Les chauffeurs arborent des visages évènes, bouriates, slaves, présentant tout le panel de la Russie métissée. Aussi, mieux vaut convaincre des cavaliers bouriates de vous emmener à travers leurs terres sauvages, par-delà les cols. Plusieurs jours durant, les petits chevaux mongols endurent vaillamment les pierres qui roulent sous le sabot ou les gués des rivières glacées. Ils se gavent d'herbe à la moindre clairière. L'air est cristallin. Automne, saison bénie délivrée des tiques et des moustiques. Les ours sont eux plus préoccupés par la recherche d'une tanière. On trouve parfois leurs traces dans la terre sablonneuse ou bien des déjections mauves à cause d'une orgie de fruits des bois. Avec un peu de chance un porte-musc ou un lapin polaire traverse en un éclair la piste abandonnée devant des yeux émerveillés. Dans l'azur, des vols d'oies sauvages fuient l'hiver à tire-d'aile : la basse-cour du ciel. L'automne enflammé est parfois douché par les intempéries. Le soir au bivouac, un feu vient éclairer les ténèbres et sécher les vestes.

Village de Davsha. Situé sur les rives de la baie Davsha. Au loin, on voit le cap Valukan. Au premier plan se trouve le musée de la réserve naturelle. - ©Sergey Shitikov

Il faut dans ces contrées reculées au nord-est du Baïkal dormir sous un abri de toile. Les écorces de bouleau sont le seul recours pour pallier aux allumettes humides. À moins qu'une goutte d'essence que transportent toujours les Russes ne rende service. Au loin, le brâme d'un cerf occupe les esprits le temps de la cuisson, et un invariable bouillon de viande se retrouve bientôt dans les écuelles pleines de ces aiguilles de mélèzes qui tapissent aussi les chemins. Les mains sont tâchées de myrtilles ramassées au hasard des pauses. Et à chaque aube on reprend la piste qui file vers le sud. C'est par cet itinéraire que passèrent les premiers cosaques de l'empire.

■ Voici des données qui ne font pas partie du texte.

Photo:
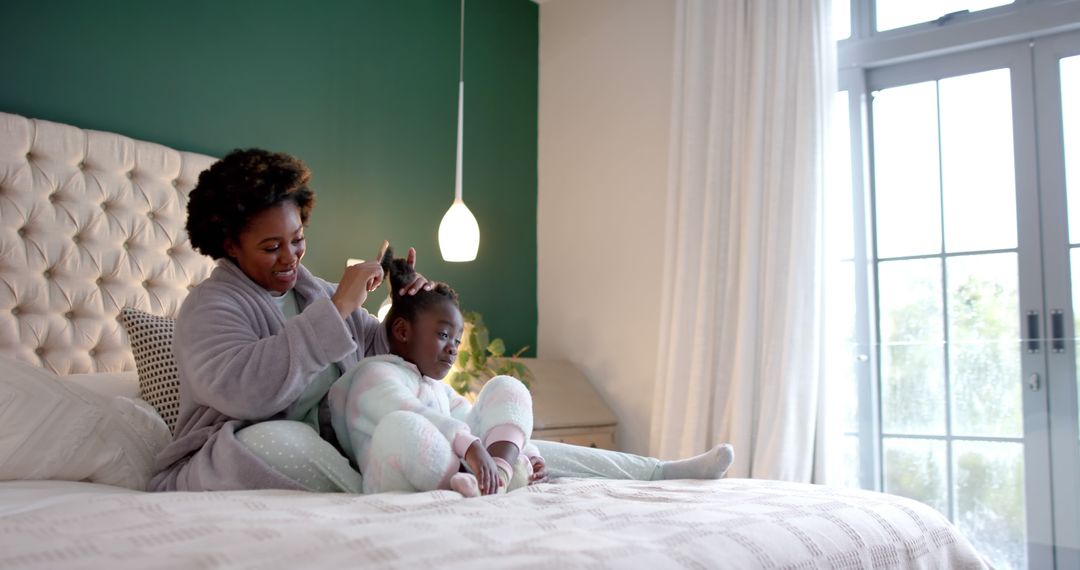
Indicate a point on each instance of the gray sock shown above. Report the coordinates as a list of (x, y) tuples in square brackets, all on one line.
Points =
[(712, 464)]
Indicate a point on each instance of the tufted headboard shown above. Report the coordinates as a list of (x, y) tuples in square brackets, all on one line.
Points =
[(90, 222)]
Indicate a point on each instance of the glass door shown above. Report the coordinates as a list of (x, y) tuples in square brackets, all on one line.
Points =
[(962, 401), (1057, 97)]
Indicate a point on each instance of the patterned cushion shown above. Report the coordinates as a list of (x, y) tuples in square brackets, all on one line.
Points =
[(151, 340)]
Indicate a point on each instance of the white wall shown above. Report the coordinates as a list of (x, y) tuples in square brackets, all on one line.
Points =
[(604, 112)]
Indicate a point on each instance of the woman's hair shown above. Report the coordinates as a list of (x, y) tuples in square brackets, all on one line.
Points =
[(237, 188), (400, 274)]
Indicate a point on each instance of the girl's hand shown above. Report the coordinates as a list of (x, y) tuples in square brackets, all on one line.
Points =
[(483, 466), (356, 282), (419, 282), (539, 471)]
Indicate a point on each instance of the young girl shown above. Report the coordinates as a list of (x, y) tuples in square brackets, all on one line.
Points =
[(406, 430)]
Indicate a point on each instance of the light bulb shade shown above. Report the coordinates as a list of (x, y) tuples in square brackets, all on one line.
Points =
[(458, 233)]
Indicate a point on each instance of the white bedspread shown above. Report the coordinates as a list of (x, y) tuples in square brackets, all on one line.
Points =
[(570, 524)]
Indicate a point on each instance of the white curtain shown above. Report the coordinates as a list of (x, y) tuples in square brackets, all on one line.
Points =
[(742, 333)]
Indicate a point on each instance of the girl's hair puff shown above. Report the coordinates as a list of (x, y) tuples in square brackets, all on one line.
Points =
[(399, 273)]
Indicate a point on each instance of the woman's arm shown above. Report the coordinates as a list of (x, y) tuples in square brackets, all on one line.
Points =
[(229, 367)]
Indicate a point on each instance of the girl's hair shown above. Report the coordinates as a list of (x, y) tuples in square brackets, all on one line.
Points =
[(237, 188), (400, 273)]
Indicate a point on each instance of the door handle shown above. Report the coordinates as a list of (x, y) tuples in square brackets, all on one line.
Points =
[(1057, 330), (1033, 331)]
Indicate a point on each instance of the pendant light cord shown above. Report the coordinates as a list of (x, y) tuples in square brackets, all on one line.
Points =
[(461, 60)]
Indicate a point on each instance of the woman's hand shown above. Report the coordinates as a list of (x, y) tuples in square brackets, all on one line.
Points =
[(539, 471), (356, 282), (483, 466), (419, 282)]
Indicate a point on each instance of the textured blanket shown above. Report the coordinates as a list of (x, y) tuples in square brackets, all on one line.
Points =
[(569, 524)]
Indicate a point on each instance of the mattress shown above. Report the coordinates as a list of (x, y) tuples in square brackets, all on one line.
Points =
[(566, 524)]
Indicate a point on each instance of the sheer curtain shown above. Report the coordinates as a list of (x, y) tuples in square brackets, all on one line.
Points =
[(742, 333)]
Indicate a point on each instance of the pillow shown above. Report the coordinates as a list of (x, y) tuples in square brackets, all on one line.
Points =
[(55, 430), (151, 340), (107, 383)]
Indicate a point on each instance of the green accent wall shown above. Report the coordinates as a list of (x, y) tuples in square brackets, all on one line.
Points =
[(363, 91)]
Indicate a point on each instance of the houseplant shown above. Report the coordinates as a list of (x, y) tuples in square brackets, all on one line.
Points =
[(481, 357)]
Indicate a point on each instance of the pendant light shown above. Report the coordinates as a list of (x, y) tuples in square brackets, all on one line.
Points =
[(458, 232)]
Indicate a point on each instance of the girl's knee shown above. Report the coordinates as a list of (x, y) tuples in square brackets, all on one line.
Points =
[(504, 388)]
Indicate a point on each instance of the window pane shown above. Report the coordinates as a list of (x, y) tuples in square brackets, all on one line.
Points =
[(916, 469), (913, 357), (893, 14), (913, 389), (977, 177), (984, 345), (989, 500), (906, 188), (1075, 265), (909, 297), (1070, 126), (1070, 122)]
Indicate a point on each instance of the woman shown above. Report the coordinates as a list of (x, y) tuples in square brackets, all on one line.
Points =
[(259, 342)]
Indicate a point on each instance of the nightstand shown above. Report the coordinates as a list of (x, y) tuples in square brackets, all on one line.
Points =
[(566, 407)]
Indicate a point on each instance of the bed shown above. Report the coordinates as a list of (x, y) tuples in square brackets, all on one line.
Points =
[(91, 222)]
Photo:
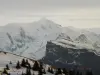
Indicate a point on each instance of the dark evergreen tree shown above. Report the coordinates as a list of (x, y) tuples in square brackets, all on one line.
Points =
[(7, 67), (28, 71), (36, 66), (9, 74), (51, 71), (10, 62), (23, 73), (23, 63), (59, 71), (40, 72), (27, 62), (5, 71), (64, 71), (18, 65), (77, 73), (44, 72), (89, 73)]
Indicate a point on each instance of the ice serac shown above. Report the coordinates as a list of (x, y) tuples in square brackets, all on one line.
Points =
[(28, 39)]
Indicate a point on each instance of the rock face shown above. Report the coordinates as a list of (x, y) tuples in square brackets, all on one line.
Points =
[(59, 56)]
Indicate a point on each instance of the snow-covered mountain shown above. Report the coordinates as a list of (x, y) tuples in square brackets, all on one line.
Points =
[(28, 39), (82, 39)]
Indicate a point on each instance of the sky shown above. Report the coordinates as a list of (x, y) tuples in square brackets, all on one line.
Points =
[(76, 13)]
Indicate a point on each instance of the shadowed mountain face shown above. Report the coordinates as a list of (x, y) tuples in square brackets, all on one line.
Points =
[(59, 56)]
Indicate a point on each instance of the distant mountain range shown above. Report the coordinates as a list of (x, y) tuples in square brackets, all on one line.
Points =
[(30, 39)]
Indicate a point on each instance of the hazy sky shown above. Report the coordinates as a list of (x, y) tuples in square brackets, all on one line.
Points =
[(77, 13)]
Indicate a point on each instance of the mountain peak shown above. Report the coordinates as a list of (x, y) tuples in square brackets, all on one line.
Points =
[(82, 39), (45, 20)]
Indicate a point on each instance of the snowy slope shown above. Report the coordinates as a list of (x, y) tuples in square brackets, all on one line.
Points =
[(28, 39), (14, 59)]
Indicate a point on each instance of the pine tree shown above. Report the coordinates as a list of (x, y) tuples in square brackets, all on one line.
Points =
[(36, 66), (28, 71), (5, 71), (64, 71), (10, 62), (22, 73), (18, 65), (51, 71), (44, 72), (40, 72), (9, 74), (7, 67), (59, 71), (23, 63)]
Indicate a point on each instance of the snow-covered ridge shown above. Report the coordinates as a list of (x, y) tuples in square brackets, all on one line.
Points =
[(30, 39)]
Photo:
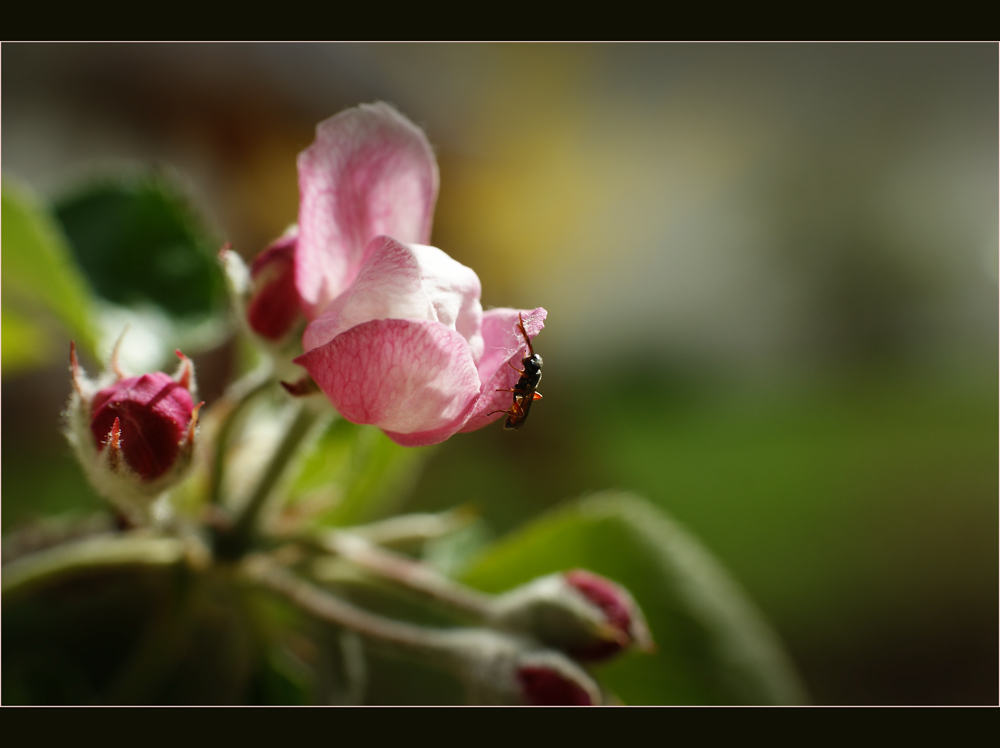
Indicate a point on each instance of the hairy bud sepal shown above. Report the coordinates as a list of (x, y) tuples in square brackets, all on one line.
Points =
[(134, 436), (583, 614)]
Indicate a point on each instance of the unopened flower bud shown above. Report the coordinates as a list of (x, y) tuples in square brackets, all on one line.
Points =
[(273, 306), (499, 668), (133, 435), (583, 614)]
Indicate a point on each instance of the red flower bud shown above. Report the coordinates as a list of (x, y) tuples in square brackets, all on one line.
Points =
[(273, 307), (542, 686), (134, 436), (145, 419), (585, 615)]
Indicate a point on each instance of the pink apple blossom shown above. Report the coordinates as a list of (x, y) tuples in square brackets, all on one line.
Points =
[(396, 333)]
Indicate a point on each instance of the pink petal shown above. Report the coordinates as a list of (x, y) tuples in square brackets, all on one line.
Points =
[(274, 306), (370, 172), (399, 281), (408, 377), (504, 344)]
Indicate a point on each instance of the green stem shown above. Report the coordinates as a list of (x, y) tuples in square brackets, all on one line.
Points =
[(408, 638), (243, 392), (244, 527), (408, 573)]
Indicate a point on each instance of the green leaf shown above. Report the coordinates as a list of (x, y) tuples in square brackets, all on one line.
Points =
[(358, 472), (713, 646), (152, 260), (141, 243), (43, 290)]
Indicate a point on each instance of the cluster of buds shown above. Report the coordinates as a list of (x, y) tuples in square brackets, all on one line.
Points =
[(534, 638), (134, 436), (581, 613), (578, 617)]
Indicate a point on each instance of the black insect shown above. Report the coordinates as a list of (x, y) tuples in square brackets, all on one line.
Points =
[(524, 391)]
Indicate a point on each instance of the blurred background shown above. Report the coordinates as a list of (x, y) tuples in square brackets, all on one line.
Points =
[(771, 273)]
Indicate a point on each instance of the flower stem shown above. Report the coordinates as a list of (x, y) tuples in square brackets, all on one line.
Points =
[(240, 534), (403, 637), (239, 396), (408, 573)]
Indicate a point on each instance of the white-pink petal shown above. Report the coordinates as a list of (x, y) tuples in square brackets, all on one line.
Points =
[(399, 281), (404, 376), (369, 172), (504, 346)]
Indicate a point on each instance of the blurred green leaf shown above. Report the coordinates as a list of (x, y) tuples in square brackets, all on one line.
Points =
[(150, 256), (713, 645), (42, 288), (356, 474), (141, 242)]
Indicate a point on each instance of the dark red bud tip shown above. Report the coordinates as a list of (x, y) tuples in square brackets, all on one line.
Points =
[(542, 686), (114, 446), (302, 388), (274, 306), (617, 605), (148, 418)]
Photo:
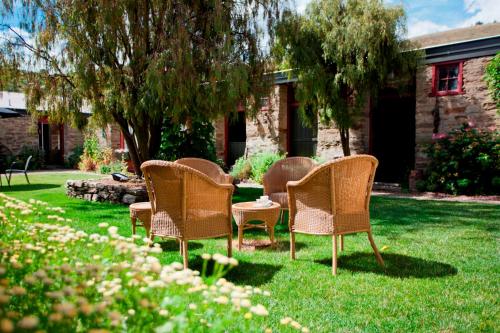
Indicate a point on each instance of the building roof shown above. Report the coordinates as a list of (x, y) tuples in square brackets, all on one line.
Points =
[(457, 35)]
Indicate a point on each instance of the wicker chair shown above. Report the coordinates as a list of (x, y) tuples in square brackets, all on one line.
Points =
[(276, 178), (207, 167), (333, 200), (187, 204)]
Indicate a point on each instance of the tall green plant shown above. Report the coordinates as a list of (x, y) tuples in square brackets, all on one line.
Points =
[(466, 161), (342, 50), (492, 77), (178, 141)]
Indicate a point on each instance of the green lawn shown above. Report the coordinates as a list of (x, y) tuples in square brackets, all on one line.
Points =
[(442, 263)]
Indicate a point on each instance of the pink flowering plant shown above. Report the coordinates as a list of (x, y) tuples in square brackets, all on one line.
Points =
[(464, 161), (54, 278)]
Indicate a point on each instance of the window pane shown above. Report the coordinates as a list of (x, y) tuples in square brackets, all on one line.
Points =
[(453, 71), (452, 84), (443, 72), (442, 85)]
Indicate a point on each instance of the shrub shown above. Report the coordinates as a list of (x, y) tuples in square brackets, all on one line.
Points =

Il faut hâter le pas vers la vallée de Bargouzine où l'automne s'attarde encore. Car au nord, la neige colonise maintenant les versants. Le Baïkal est si vaste, si étiré, qu'il connaît différents climats. Seuls les mélèzes portent encore haut les couleurs de septembre. La toundra d'altitude est semée de confettis rouges ou jaunes. Tout cela va bientôt être balayé par le blizzard et l'une de ces fameuses tempêtes qui font ressembler le Baïkal à une véritable mer intérieure. Il est temps d'arriver. Un matin, c'est la blancheur des gelées sur les arbres nus. L'automne s'est enfui dans la nuit. La vie dans les bois, on s'y habitue, on voudrait ne plus retrouver la civilisation. La taïga semble parfois un territoire sans drapeau. La Russie est gardienne de cette planète par le vide qu'elle instaure. Ces immensités dépeuplées forment tout son exotisme. On parvient à Uliunkhan, où tous les habitants parlent bouriate. On boit le thé dans une maison chauffée d'un poêle russe et décorée d'un calendrier tibétain. Un petit datsan, un temple, a été récemment construit. On rejoint ensuite la capitale bouriate Oulan-Ude par la route balisée d'écharpes bleues nouées aux branches des bouleaux— à moins que ce ne soient des ovoo bouddhistes — ou que l'on ne s'arrête en chemin aux sources sacrées, dont les eaux coulent vers le Baïkal.